By Loay Mudhoon
08 07 2013
There's no question – the military coup centred on Defence Minister Abdel-Fattah al-Sisi was cleverly staged. Flanked by the highest religious authorities in the country – the Grand Sheikh Ahmed el-Tayeb of Al-Azhar University, Coptic Pope Tawadros II, the internationally respected opposition politician and Nobel Peace Prize laureate Mohammed ElBaradei, plus representatives of the Tamarod movement – the army chief announced the end of the failed presidency of Mohammed Morsi and the suspension of the constitution.
But this skilful staging cannot disguise the fact that this putsch against a democratically-elected president has set a dangerous precedent. It's by no means a "second revolution", as representatives of the anti-Morsi opposition movement claim.
The power struggle between the Islamist and "liberal" camps was not decided by the successful mass mobilization of June 30, but by the intervention of the army. We have found out since the events that the army leadership's decision to act against Morsi was taken some days before the mass protests.
Even the opportunistic participation of the Salafist al-Nour party ("the Party of Light"), as a representative of the Islamist camp in the militarily organized "disempowerment ceremony", does not change that. For this reason it is important that we give this seizure of power by the Egyptian military its rightful name: it was an illegal putsch and a blow to the democratization process.
There is no doubt that Morsi showed himself incapable of governing what is the largest Arab country in the world. Above all, he failed dismally to unify this politically divided country and become the president of all Egyptians. There was probably no way around that, seeing that he was only elected by a narrow majority in the election a year ago.
On top of this, the apparent inability of his government to work efficiently to end the urgent economic problems affecting the population was also devastating. It did precious little to combat the high unemployment, inflation, and the shortage of fuel.
But was the army's intervention even necessary to cut short Morsi's tenure? When one considers that Morsi's authority was already eroding following the mega-demonstrations, one has to doubt it.

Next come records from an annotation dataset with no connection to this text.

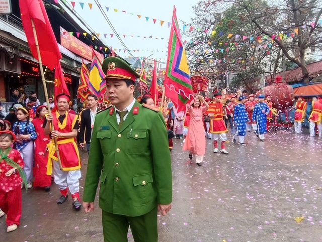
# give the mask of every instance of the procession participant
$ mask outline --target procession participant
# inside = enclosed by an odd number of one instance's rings
[[[246,108],[245,108],[245,102],[246,99],[245,96],[240,96],[238,100],[239,103],[235,106],[234,111],[235,115],[234,116],[234,124],[237,125],[237,132],[232,138],[232,142],[236,143],[236,140],[239,138],[238,144],[245,145],[245,136],[246,136],[246,124],[249,122],[249,118]]]
[[[202,106],[201,103],[205,105]],[[200,94],[197,95],[195,100],[188,105],[188,110],[190,112],[190,126],[183,150],[189,151],[190,160],[192,160],[192,156],[195,155],[196,162],[199,166],[202,165],[203,156],[206,154],[206,138],[202,132],[202,114],[209,108],[209,104]]]
[[[28,189],[31,188],[31,180],[33,177],[34,142],[37,133],[34,125],[30,122],[29,111],[24,107],[19,107],[17,111],[19,121],[13,127],[13,131],[17,137],[16,147],[20,152],[25,162],[24,170],[27,177]]]
[[[50,109],[52,110],[53,108],[55,107],[55,102],[54,101],[54,98],[52,96],[50,96],[48,97],[48,100],[49,101],[49,106],[50,107]],[[47,106],[47,102],[44,102],[43,105]]]
[[[247,131],[252,131],[252,128],[254,132],[256,132],[257,130],[257,125],[256,122],[253,121],[253,113],[254,112],[254,109],[255,107],[255,105],[257,104],[257,101],[255,100],[255,95],[253,94],[251,94],[249,96],[249,100],[247,101],[245,103],[245,107],[248,114],[248,118],[251,120],[250,122],[246,124],[246,128]]]
[[[255,105],[253,113],[253,122],[256,122],[257,125],[256,135],[261,141],[264,141],[264,134],[267,132],[267,116],[270,113],[269,107],[264,102],[265,98],[264,95],[258,97],[259,102]]]
[[[49,149],[48,163],[47,174],[54,175],[55,183],[58,186],[61,195],[57,202],[57,204],[64,202],[68,197],[68,190],[73,199],[72,206],[77,210],[82,207],[79,197],[79,179],[80,160],[75,138],[79,125],[77,116],[68,112],[70,97],[65,93],[61,93],[56,97],[57,110],[49,113],[44,118],[43,127],[45,135],[53,139],[56,138],[59,156],[61,162],[58,161],[56,148],[53,140],[48,145]],[[51,123],[53,121],[53,131],[51,131]]]
[[[317,126],[318,136],[322,137],[322,95],[312,102],[312,112],[308,118],[310,122],[310,136],[315,136],[315,125]]]
[[[188,132],[189,130],[189,126],[190,125],[190,113],[189,111],[187,111],[185,114],[185,119],[183,123],[183,143],[186,142],[186,137],[188,135]]]
[[[11,148],[16,139],[12,132],[0,131],[0,217],[7,214],[7,232],[17,229],[20,225],[22,213],[21,184],[23,182],[27,187],[24,161],[19,151]]]
[[[307,109],[307,103],[304,100],[302,96],[298,97],[294,107],[297,108],[294,117],[294,130],[295,134],[300,135],[302,133],[302,123],[305,119]]]
[[[79,146],[84,148],[84,133],[85,133],[85,142],[86,142],[86,149],[89,154],[91,147],[91,139],[93,129],[94,127],[94,121],[97,112],[100,109],[97,107],[97,97],[93,94],[90,94],[87,97],[87,101],[90,108],[82,112],[80,117],[80,130],[79,131]]]
[[[206,102],[207,103],[211,103],[212,100],[211,98],[207,98],[205,99]],[[206,136],[208,137],[209,140],[211,139],[211,136],[210,136],[210,134],[209,133],[209,129],[210,128],[210,118],[208,115],[208,114],[206,112],[203,112],[204,115],[204,123],[205,124],[205,132],[206,132]]]
[[[227,137],[226,132],[227,132],[223,120],[223,117],[225,115],[225,110],[223,107],[223,104],[221,102],[221,94],[217,93],[213,94],[215,103],[217,105],[217,107],[213,111],[214,113],[209,113],[210,117],[210,133],[211,136],[211,139],[213,141],[213,144],[215,147],[213,152],[218,152],[218,140],[220,138],[221,141],[221,150],[220,152],[226,155],[228,154],[228,152],[226,150],[226,141]]]
[[[143,97],[139,102],[140,102],[141,104],[144,103],[150,106],[154,105],[154,102],[153,100],[152,96],[148,94],[145,94],[143,95]]]
[[[177,139],[182,139],[183,138],[183,126],[185,120],[185,112],[183,111],[178,112],[176,106],[174,106],[176,119],[174,125],[174,133],[176,134]]]
[[[95,119],[84,188],[86,213],[94,211],[101,177],[99,205],[105,242],[157,241],[157,211],[171,209],[171,158],[166,124],[158,108],[135,99],[139,77],[123,60],[103,63],[113,106]],[[103,169],[103,171],[102,171]]]
[[[44,188],[45,191],[50,191],[51,177],[47,175],[47,165],[48,161],[47,145],[49,143],[48,137],[45,135],[43,128],[45,115],[48,113],[47,106],[39,106],[36,112],[36,118],[32,120],[37,133],[37,138],[35,141],[35,167],[34,167],[34,186]]]
[[[267,95],[265,97],[265,100],[264,102],[267,104],[270,108],[270,113],[267,115],[267,127],[266,129],[267,132],[270,132],[270,126],[271,126],[273,123],[273,102],[271,101],[272,97],[270,95]]]

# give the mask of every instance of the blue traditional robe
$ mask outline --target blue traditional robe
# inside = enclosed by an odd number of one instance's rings
[[[250,122],[246,111],[245,105],[238,103],[235,106],[235,112],[233,116],[233,122],[238,125],[238,135],[246,136],[246,123]]]
[[[264,135],[267,132],[267,116],[266,113],[270,113],[270,107],[267,104],[259,102],[255,105],[253,113],[253,121],[257,123],[257,135]],[[259,134],[258,133],[259,131]]]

A Questionable Alliance against Morsi
Now it is clear that the anti-Morsi alliance has missed a historic chance to allow the Muslim Brotherhood – the main representatives of Islamism – to truly fail politically. Instead, the Islamists have been handed a chance to create a new myth of martyrdom for themselves. Following their experiences in Algeria in 1992, when army generals denied the Islamic Salvation Front an electoral victory, the Cairo Islamists of 2013 will be able to claim that whenever they win a democratic victory, they are forcibly removed.
It is also not at all clear whether the heterogeneous and chronically divided anti-Morsi opposition was in a position to challenge the Islamists politically. By refusing to take part in any dialogue with the ex-president, and by announcing that they were going to boycott the parliamentary elections planned in spring, they contributed to the blockade that stalled the country. Their alliance with henchmen from the old, discredited Mubarak regime also throws up some uncomfortable questions.
If the so-called "anti-Morsi alliance" believes that the military was simply carrying out the will of the people and acting in the spirit of democracy, then it is simply naïve: the generals' main aim is to defend their privileges. The army is a well-known hive of corruption and controls at least a quarter of the Egyptian economy. And when it was in power during the first two years following Mubarak's fall, it completely failed in the administration of the state.
The removal of Morsi not only intensifies the polarization of Egypt. It threatens to make a country of some 90 million people completely ungovernable and places it on the edge of collapse. In order to stop that from coming about, all the political forces must be brought into a new transition process – especially the Muslim Brotherhood, which remains the best-organized power in the country. Any attempts to establish a new political order in a post-Morsi Egypt without them can have little chance of success.
For that reason, German and European governments should call for the witch hunt against the Muslim Brothers and their leadership to be stopped immediately – and for the generals to make good on their promises of a new constitution and imminent elections.